March 27, 2013

Freemium strategy and getting free users to pay

Turning a product with a freemium business model into a great business is tough, but can be done both for B2B and B2C. The reason to have a freemium business model (instead of paid-only) is to get more users to try the product and effectively lower customer acquisition costs.
There are three different types of free economics for freemium services.
  • An online service can ideally be paid-for with advertising from third party advertisers. Marginal costs can be as high as the advertising-sales will cover.
  • If the service is not paid-for by advertising, the free service should provide brand awareness and leads for the paid service at lower cost than trial/traditional sales. Marginal costs needs to be low.
  • A downloadable software (like MySQL or WordPress) can be provided with no marginal costs (depending on how distribution is managed) can be provided for free.
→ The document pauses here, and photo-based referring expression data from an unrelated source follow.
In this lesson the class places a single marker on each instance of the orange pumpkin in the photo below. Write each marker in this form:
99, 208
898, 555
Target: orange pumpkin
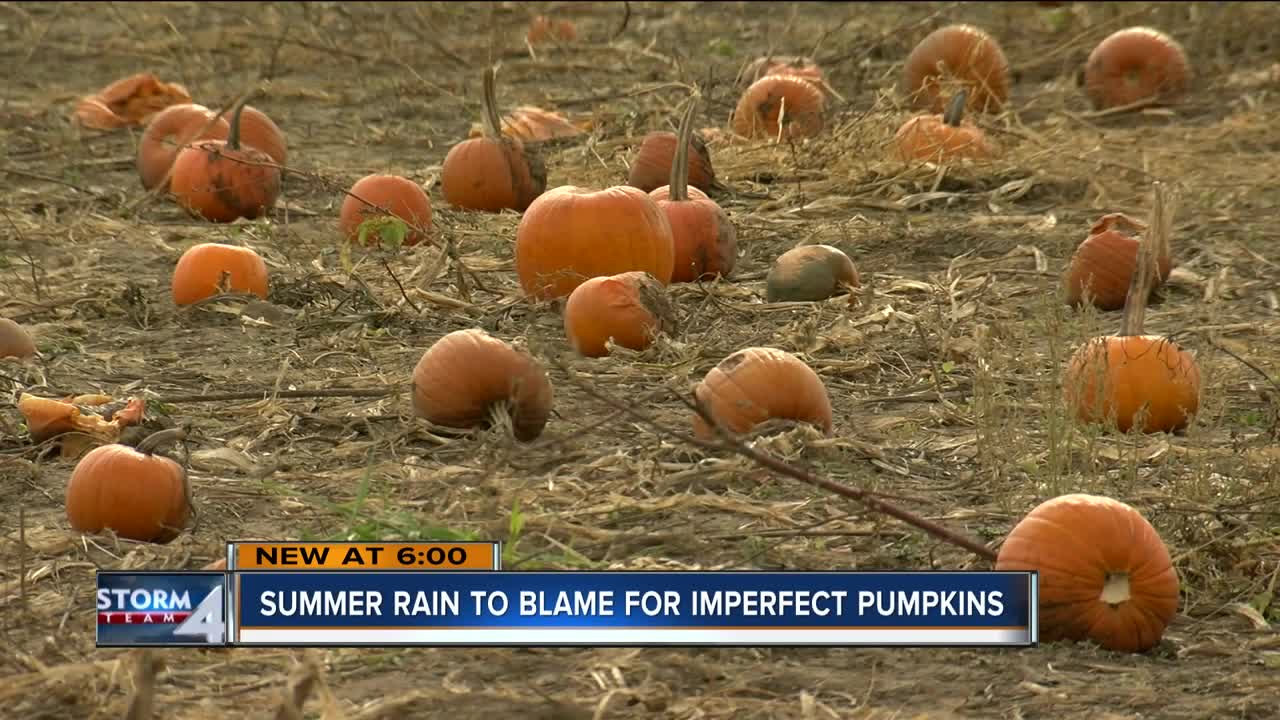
1104, 264
705, 241
494, 172
1105, 574
963, 54
376, 195
1134, 379
466, 374
168, 132
944, 137
629, 308
809, 273
210, 268
1134, 64
133, 492
759, 383
785, 106
14, 340
223, 180
570, 235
In order to convert free users into paying users and revenue, a company needs to work on multiple areas. There's a lot of learnings to be had in each area, which a company will gain over time.
  • Premium business model - Is it a one-off payment, a membership/subscription or a virtual goods/usage based type model? Preferably the model matches the long-term costs of operating the service. Together with pricing it's the main driver of long-term revenue and customer lifetime value.
  • Pricing - Finding the right price point is essential. Just because 'everyone' in media charges $8-10 per month doesn't mean it's right for your service or product. B2B should likely be much higher. Offer pricing for 3, 6 and 12 months instead of one month makes a lot of sense too, not least to fight churn. 
  • Premium product features - At least one must-have feature that highlights an important difference between the free and paid version. Preferably you have several strong features that give the users the reason to pay.
  • Promotion - You need to actively communicate with free users why they should upgrade. You need several channels (in-product, e-mail, notifications, text messages) and a plan that gives you reason to reach out to users over-time. 
  • Conversion - You need to work on landing pages or other sales/closing techniques (which could be telephone or in-person meetings) to get users to upgrade. 
  • Payment options - Need to be adapted depending on if the customer is a consumer or a business, the country of users and the age of users. Credit card and Paypal works well in the US to consumers older than 18 years old. Premium text messaging works well for teen audiences (even if premium text messaging is a pretty bad payment option technically). For a B2B product, offering invoicing makes sense. For Brazil, Germany, Netherlands, Sweden etc there are local payments options that drive sales. Payments also includes the important aspect of churn due to technical payment errors (a significant source of overall churn for a subscription churn) if the business model is a subscription model. 
  • Language - If the service has many non-English speaking users, the service/product, communication and conversion pages need to be translated to drive conversion (and usage of free product).

(This post was adapted from a comment I made at the news community Quibb.)

1 comment:

Fritjof Andersson said...

Hey, great blog post, man! You've got some really good stuff in there.

For I was playing around with something I called demium, a combination of freemium and demo: a full demo the first x days, then light freemium version. We then realized it was just too messy and in the end not a good thing for the actual user, so we skipped the whole freemium part and went straight to a classic demo setup.